August 17th, 2006 · No Comments

In a conversation I had with Dramatica theory creator Chris Huntley last November, I asked him, “After 10 years of writing story analysis, what are the top 10 re-occurring problems you see in story today?” He gave me two.

His answer was to give me the top two, and in no particular order they are:

  • absence of an Impact Character
  • absence of a Subject Story Throughline (or Relationship Throughline)

If he was to draw a pie chart examining the reasons behind why a broken story isn’t working, it would look something like this:

And because those two items are such a huge portion of a well-crafted story (each one is about a quarter), fixing them will solve almost all of the other smaller scale problems that might exist.

The Main Character’s Symptom and Response to a problem is such a smaller cog compared to these two, that the audience won’t be as disappointed if they are missing.

On the other hand, leave these two out and the audience will surely notice! That’s why their absence is such a big problem - it’s obvious when half your story isn’t there!

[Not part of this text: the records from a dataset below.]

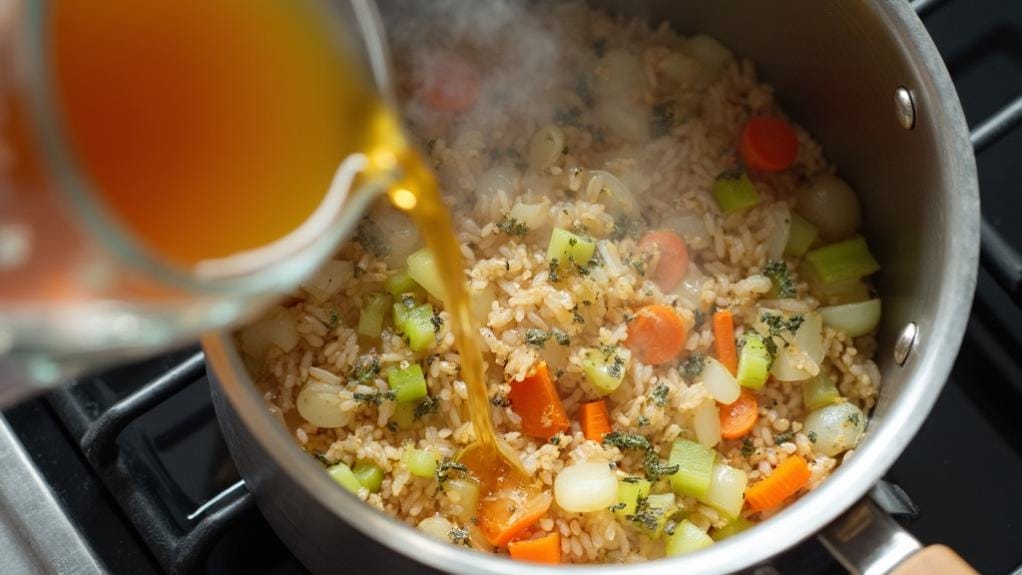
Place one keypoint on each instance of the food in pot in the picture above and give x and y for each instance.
(670, 286)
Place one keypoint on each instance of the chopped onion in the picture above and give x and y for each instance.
(319, 403)
(831, 204)
(706, 423)
(533, 216)
(586, 487)
(277, 329)
(718, 381)
(400, 235)
(436, 526)
(835, 428)
(546, 147)
(328, 280)
(778, 240)
(604, 188)
(853, 319)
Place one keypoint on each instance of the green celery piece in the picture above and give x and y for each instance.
(371, 319)
(820, 391)
(687, 538)
(800, 236)
(420, 463)
(419, 328)
(408, 384)
(422, 269)
(734, 527)
(344, 477)
(735, 193)
(849, 259)
(568, 248)
(753, 363)
(629, 493)
(400, 283)
(605, 372)
(369, 475)
(695, 465)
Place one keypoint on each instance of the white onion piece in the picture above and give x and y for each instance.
(831, 204)
(706, 423)
(853, 319)
(436, 526)
(718, 381)
(277, 329)
(497, 180)
(328, 279)
(604, 188)
(727, 489)
(778, 240)
(836, 428)
(586, 487)
(800, 358)
(400, 234)
(546, 147)
(319, 403)
(533, 216)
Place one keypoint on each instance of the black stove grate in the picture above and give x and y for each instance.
(165, 471)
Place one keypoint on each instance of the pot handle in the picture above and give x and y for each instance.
(867, 541)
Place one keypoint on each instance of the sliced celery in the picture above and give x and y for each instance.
(344, 477)
(687, 538)
(420, 463)
(400, 283)
(408, 383)
(419, 328)
(629, 493)
(735, 192)
(800, 236)
(820, 391)
(371, 319)
(695, 467)
(422, 269)
(753, 363)
(734, 527)
(369, 475)
(567, 248)
(849, 259)
(605, 369)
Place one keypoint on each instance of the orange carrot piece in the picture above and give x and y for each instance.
(507, 515)
(787, 479)
(724, 340)
(535, 399)
(671, 260)
(544, 549)
(656, 335)
(738, 418)
(595, 420)
(768, 144)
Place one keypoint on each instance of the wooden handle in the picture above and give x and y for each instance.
(934, 560)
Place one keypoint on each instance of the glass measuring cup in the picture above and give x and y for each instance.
(81, 284)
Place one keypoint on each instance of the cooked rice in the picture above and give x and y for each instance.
(670, 175)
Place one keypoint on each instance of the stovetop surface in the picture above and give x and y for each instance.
(963, 470)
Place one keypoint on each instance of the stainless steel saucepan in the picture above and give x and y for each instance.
(864, 77)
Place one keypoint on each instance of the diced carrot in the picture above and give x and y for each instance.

And to clarify for all free-thinkers - this is a problem for authors trying to write a Grand Argument Story. All of Dramatica is based on you wanting to write a Grand Argument Story, which is:

A story that illustrates all four throughlines (Overall Story, Main vs. Impact Story, Main Character, and Impact Character) in their every story point so that no holes are left in either the passionate or dispassionate arguments of that story…Every complete storyform explores each of these perspectives entirely so that their views of the story’s problem are consistent and that they arrive at the only solution that could possibly work, allowing the givens built into the story from the start. When this is done, a Grand Argument has been made and there is no disproving it on its own terms.

Leaving half of your argument out (the Impact Character and Subjective Story Throughlines) defeats the purpose of a Grand Argument Story.